La scandaleuse histoire du festival de Cannes
Le festival de Cannes fête ses 70 ans… montées des marches, paillettes et programmations exceptionnelles se sont succédé au cours des éditions. Mais ce n’est pas la seule manière de revisiter l’histoire de cet événement : il y a aussi tous les scandales, les batailles stylistiques, les confrontations politiques, les phrases malheureuses… En voici six qui ont secoué, pour des raisons différentes, la Croisette.
[avec AFP]
1960. Dolce Vita et Avventura : scandales à l’italienne
En 1960, L’Avventura de Michelangelo Antonioni déstabilise le public en faisant éclater les conventions narratives classiques. La projection est un désastre. Le film est hué, l’actrice Monica Vitti fond en larmes. 37 artistes, dont Roberto Rossellini, adressent une lettre de soutien à Antonioni, qui reçoit le Prix du jury.

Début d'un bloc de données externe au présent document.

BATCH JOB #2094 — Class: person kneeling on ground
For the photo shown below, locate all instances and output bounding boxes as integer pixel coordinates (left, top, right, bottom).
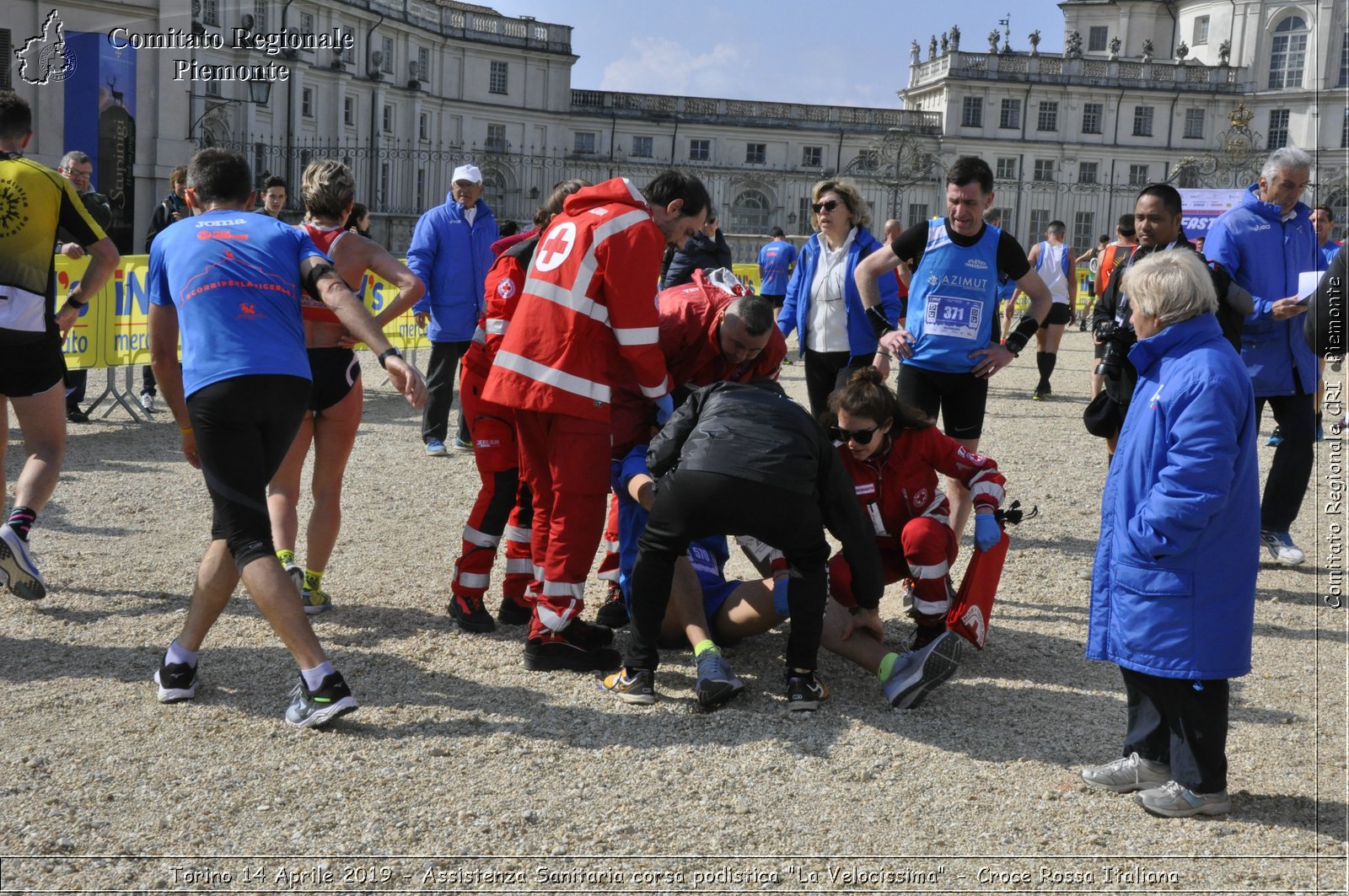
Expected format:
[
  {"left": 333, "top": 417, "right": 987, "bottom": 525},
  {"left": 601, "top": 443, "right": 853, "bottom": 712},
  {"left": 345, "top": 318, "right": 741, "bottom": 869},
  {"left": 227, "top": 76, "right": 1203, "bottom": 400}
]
[
  {"left": 830, "top": 367, "right": 1007, "bottom": 651},
  {"left": 602, "top": 445, "right": 959, "bottom": 710},
  {"left": 1082, "top": 252, "right": 1260, "bottom": 818},
  {"left": 605, "top": 380, "right": 884, "bottom": 710}
]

Éblouissant portrait d’une Italie désenchantée, La Dolce Vita de Federico Fellini, arrive la même année à Cannes précédé d’une odeur de soufre. Le Vatican condamne un film décadent, rebaptisé « La sconcia vita » (« La vie répugnante »). Porté par le président du jury, Georges Simenon, il remporte la Palme d’or. Une riposte ? Les scandales ouvrent parfois aux sacres.
1968. Un parfum de révolte au cœur de mai
Le 10 mai 1968, alors que Paris se hérisse de barricades, stars et starlettes se pressent au 21e festival de Cannes. Le vent de la contestation franchit vite les portes du festival. Les réalisateurs François Truffaut, Jean-Luc Godard, Claude Lelouch proposent d’arrêter le festival et d’occuper le palais. Des cinéastes contestataires, accrochés au rideau, arrêtent une projection, des membres du jury démissionnent, des réalisateurs retirent leur film de la compétition. Le festival de Cannes 1968 sera une manifestation sans palmarès.
1973. Indigestion sur la Croisette
En 1973, la sélection française choque la Croisette. Cru et provocateur, La Maman et la putain de Jean Eustache divise la critique et les festivaliers. Le déferlement verbal du triangle amoureux Jean-Pierre Léaud – Françoise Lebrun – Bernadette Lafont est qualifié de « chef-d’œuvre » par les uns, de « scandale » par les autres.
Ce n’est encore rien en comparaison de La Grande bouffe de Marco Ferreri. Le suicide collectif en forme de ripaille gigantesque de Marcello Mastroianni, Michel Piccoli, Philippe Noiret et Ugo Tognazzi provoque sifflets, huées, haut-le-cœur, mais aussi applaudissements pour cette féroce critique de la société de consommation.
Les deux films remporteront ex æquo le prix de la critique internationale et La Maman et la putain le Grand prix spécial du jury.
1983. Isabelle Adjani se met à dos la presse
En 1983, Isabelle Adjani, vedette féminine de L’été meurtrier, fait faux bond aux journalistes en refusant d’aller à la traditionnelle conférence de presse. Privés d’images, les photographes se vengent le soir-même. Pour protester contre le caprice de la star, ils posent leurs objectifs à terre et lui tournent ostensiblement le dos lorsqu’elle monte les marches du Palais des festivals pour la projection officielle.
1987. Maurice Pialat et l’amour impossible
Le 20 mai 1987, Maurice Pialat met fin à 21 ans de disette pour les réalisateurs français en remportant la Palme d’or pour Sous le soleil de Satan, adapté du livre de Georges Bernanos. Mais le palmarès est mal accueilli par les festivaliers, qui sifflent. Sur la scène du Palais des festivals, l’irascible cinéaste leur lance : « Si vous ne m’aimez pas, je vous dis aussi que je ne vous aime pas non plus », en montrant un poing vengeur.
2011. Les sympathies suspectes de Lars von Trier
En 2011, Lars Von Trier, en compétition avec Melancholia, crée la polémique avec des propos ambigus sur Hitler et le nazisme. En conférence de presse, il exprime sa « sympathie » pour Hitler et déclare qu’« Israël fait chier ».
Malgré ses excuses, la direction du festival déclare le réalisateur danois « persona non grata », une sanction sans précédent. Melancholia reste cependant en compétition et l’actrice américaine Kirsten Dunst remporte le prix de la meilleure interprétation féminine pour son rôle dans le film. Le réalisateur danois, lauréat de la Palme d’or en 2000 pour Dancer in the Dark, n’a plus été réinvité sur la Croisette depuis.